Swing Hard: Everyone does, Hank? Girardi and Cashman don't, clearly. As for "now," if you make Joba a starter it doesn't happen "now," it happens a good six weeks from now after Joba's had a chance to go down to the minors and build up to pitching starter's innings.

TCS: "There is no question about it, you don't have a guy with a 100-mile-per-hour fastball and keep him as a setup guy. You just don't do that. You have to be an idiot to do that."

SH: Umm, Hank? Were you watching any baseball in 1996, when the Yankees had Mariano Rivera setting up for John Wetteland and won the World Series?

Apparently TCS just has to let off steam in public every so often. He endorsed this plan; it was TCS himself, after all, who mentioned the word "patience" in conjunction with the 2008 season.

Additionally, if you put Joba in the rotation, who exactly leaves the rotation? I don't fancy Mike Mussina as the long man out of the pen, nor do I want Ian Kennedy forced into that role.

Hughes and Kennedy will be fine. It's been four starts. Joba needs to stay in the pen. Mike Francesa put it best, a couple months ago:

"Good eighth-inning guys are like gold. . . . everyone wants one and almost no one has one."


Thomas Fails Carnegie Course, Loses Toronto Gig.

The Blue Jays released Frank "The Big (Always) Hurt" Thomas. The DH, tearing it up at a .167 clip, was unhappy to learn he was going to be relieved of his everyday DH role, thus making it unlikely that he would reach the number of plate appearances to cause his 2009 option to automatically vest. The Blue Jays decided that three weeks was too much and parted ways with Thomas.

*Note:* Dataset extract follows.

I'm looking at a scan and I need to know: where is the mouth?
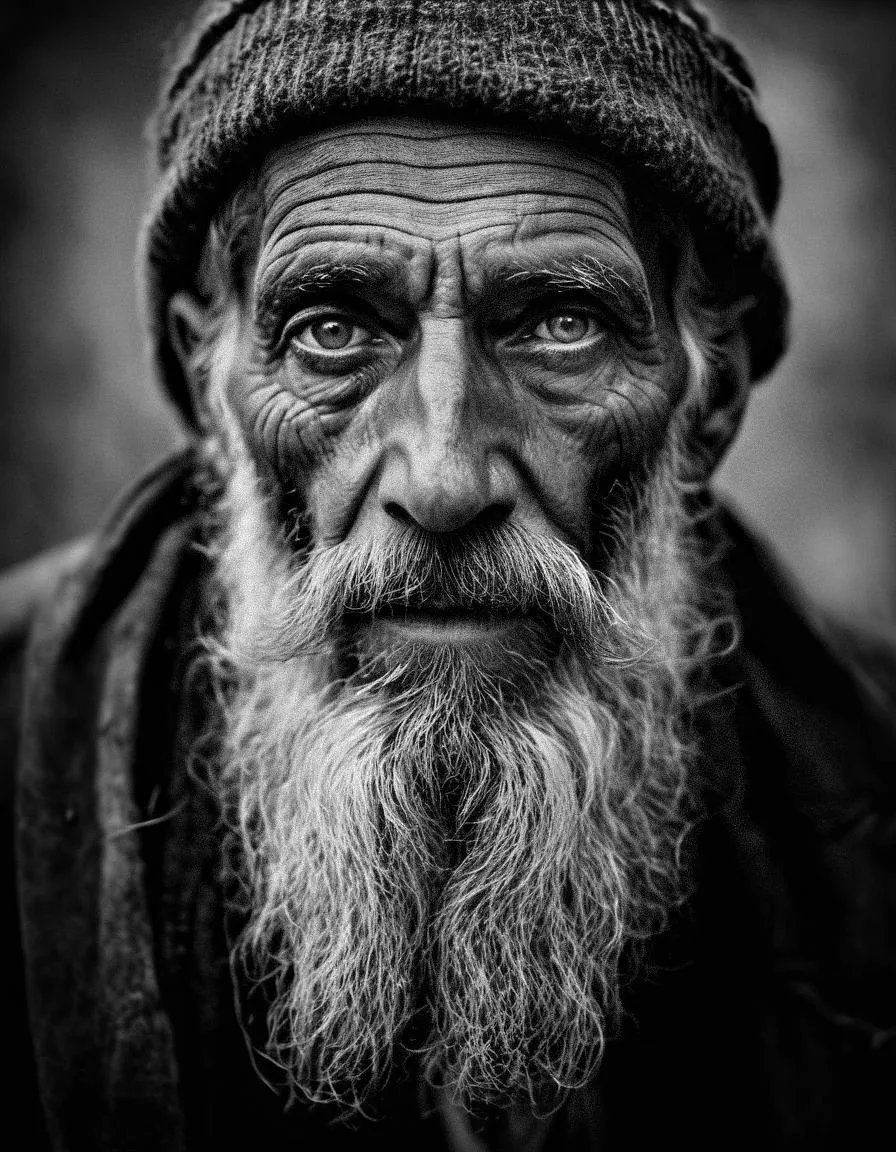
[357,602,523,645]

It's all right to be a pain in the ass when you're hitting. A team will always tolerate a jerk as long as he's producing. Thomas has never been one to win friends and influence people, but he never had to, his bat doing the talking.

The knee-jerk reaction is to say that Thomas will get another shot somewhere, and he well might. But on the unemployed DH list there's also Barry Bonds and Mike Piazza. Most of the likely AL contenders look pretty well set at DH. Injuries always happen of course, but it's not automatic that Thomas plays in MLB again in 2008.